Laboratory of Muscle Stem Cells and Gene Regulation, National Institute of Arthritis, Musculoskeletal, and Skin Diseases, National Institutes of Health , Bethesda, Maryland.
School of Pharmacy and Pharmaceutical Sciences, Binghamton University, State University of New York , Binghamton New York.
Physiol Genomics. 2018 Sep 1;50(9):694-704. doi: 10.1152/physiolgenomics.00128.2017. Epub 2018 May 11.
Mutations in the lamin A/C ( LMNA) gene cause a broad range of clinical syndromes that show tissue-restricted abnormalities of post mitotic tissues, such as muscle, nerve, heart, and adipose tissue. Mutations in other nuclear envelope proteins cause clinically overlapping disorders. The majority of mutations are dominant single amino acid changes (toxic protein produced by the single mutant gene), and patients are heterozygous with both normal and abnormal proteins. Experimental support has been provided for different models of cellular pathogenesis in nuclear envelope diseases, including changes in heterochromatin formation at the nuclear membrane (epigenomics), changes in the timing of steps during terminal differentiation of cells, and structural abnormalities of the nuclear membrane. These models are not mutually exclusive and may be important in different cells at different times of development. Recent experiments using fusion proteins of normal and mutant lamin A/C proteins fused to a bacterial adenine methyltransferase (DamID) provided compelling evidence of mutation-specific perturbation of epigenomic imprinting during terminal differentiation. These gain-of-function properties include lineage-specific ineffective genomic silencing during exit from the cell cycle (heterochromatinization), as well as promiscuous initiation of silencing at incorrect places in the genome. To date, these findings have been limited to a few muscular dystrophy and lipodystrophy LMNA mutations but seem shared with a distinct nuclear envelope disease, emerin-deficient muscular dystrophy. The dominant-negative structural model and gain-of-function epigenomic models for distinct LMNA mutations are not mutually exclusive, and it is likely that both models contribute to aspects of the many complex clinical phenotypes observed.
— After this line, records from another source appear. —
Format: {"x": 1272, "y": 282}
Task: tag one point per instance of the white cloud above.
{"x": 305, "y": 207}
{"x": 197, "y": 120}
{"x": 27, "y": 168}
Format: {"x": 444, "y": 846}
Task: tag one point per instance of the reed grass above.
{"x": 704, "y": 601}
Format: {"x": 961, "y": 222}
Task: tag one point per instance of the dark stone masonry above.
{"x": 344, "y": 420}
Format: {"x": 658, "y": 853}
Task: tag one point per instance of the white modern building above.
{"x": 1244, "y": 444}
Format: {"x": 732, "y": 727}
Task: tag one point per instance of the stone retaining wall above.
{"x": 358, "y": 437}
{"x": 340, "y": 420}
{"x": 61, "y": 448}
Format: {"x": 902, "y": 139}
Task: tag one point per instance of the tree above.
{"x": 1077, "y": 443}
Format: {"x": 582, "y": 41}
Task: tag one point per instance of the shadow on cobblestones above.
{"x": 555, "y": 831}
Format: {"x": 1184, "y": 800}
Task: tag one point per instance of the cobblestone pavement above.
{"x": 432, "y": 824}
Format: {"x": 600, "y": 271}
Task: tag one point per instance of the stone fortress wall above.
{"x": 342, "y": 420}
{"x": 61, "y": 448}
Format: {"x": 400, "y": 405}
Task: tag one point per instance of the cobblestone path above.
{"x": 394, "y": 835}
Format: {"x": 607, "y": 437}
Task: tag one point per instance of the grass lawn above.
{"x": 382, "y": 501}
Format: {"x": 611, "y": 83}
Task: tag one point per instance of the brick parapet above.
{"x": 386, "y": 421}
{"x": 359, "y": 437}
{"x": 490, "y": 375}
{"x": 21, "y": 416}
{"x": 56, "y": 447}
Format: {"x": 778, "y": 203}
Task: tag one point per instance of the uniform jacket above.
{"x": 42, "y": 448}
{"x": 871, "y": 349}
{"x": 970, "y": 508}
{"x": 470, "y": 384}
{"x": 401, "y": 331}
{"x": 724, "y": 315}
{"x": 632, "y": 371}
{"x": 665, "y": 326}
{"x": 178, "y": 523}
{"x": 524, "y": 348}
核纤层蛋白 A/C(LMNA)基因突变可导致广泛的临床综合征,表现为有丝分裂后组织的组织受限异常,如肌肉、神经、心脏和脂肪组织。其他核包膜蛋白的突变可导致临床重叠的疾病。大多数突变是显性单氨基酸变化(由单个突变基因产生的毒性蛋白),患者为杂合子,同时具有正常和异常蛋白。核包膜疾病的细胞发病机制的不同模型已提供了实验支持,包括核膜上异染色质形成的变化(表观基因组学)、细胞终末分化过程中步骤的时间变化,以及核膜的结构异常。这些模型并非相互排斥,在不同的细胞和不同的发育时期可能很重要。最近使用正常和突变 LMNA 蛋白融合到细菌腺嘌呤甲基转移酶(DamID)的融合蛋白的实验提供了令人信服的证据,证明了终末分化过程中特定于突变的表观基因组印迹的改变。这些功能获得特性包括谱系特异性的基因组沉默无效,退出细胞周期(异染色质化),以及在基因组的错误位置启动沉默。迄今为止,这些发现仅限于少数肌营养不良症和脂肪营养不良症 LMNA 突变,但似乎与一种独特的核包膜疾病,即核纤层蛋白 A/C 基因突变相关的肌营养不良症。不同 LMNA 突变的显性负性结构模型和功能获得性表观基因组模型并非相互排斥,并且这两种模型都可能对观察到的许多复杂临床表型的某些方面做出贡献。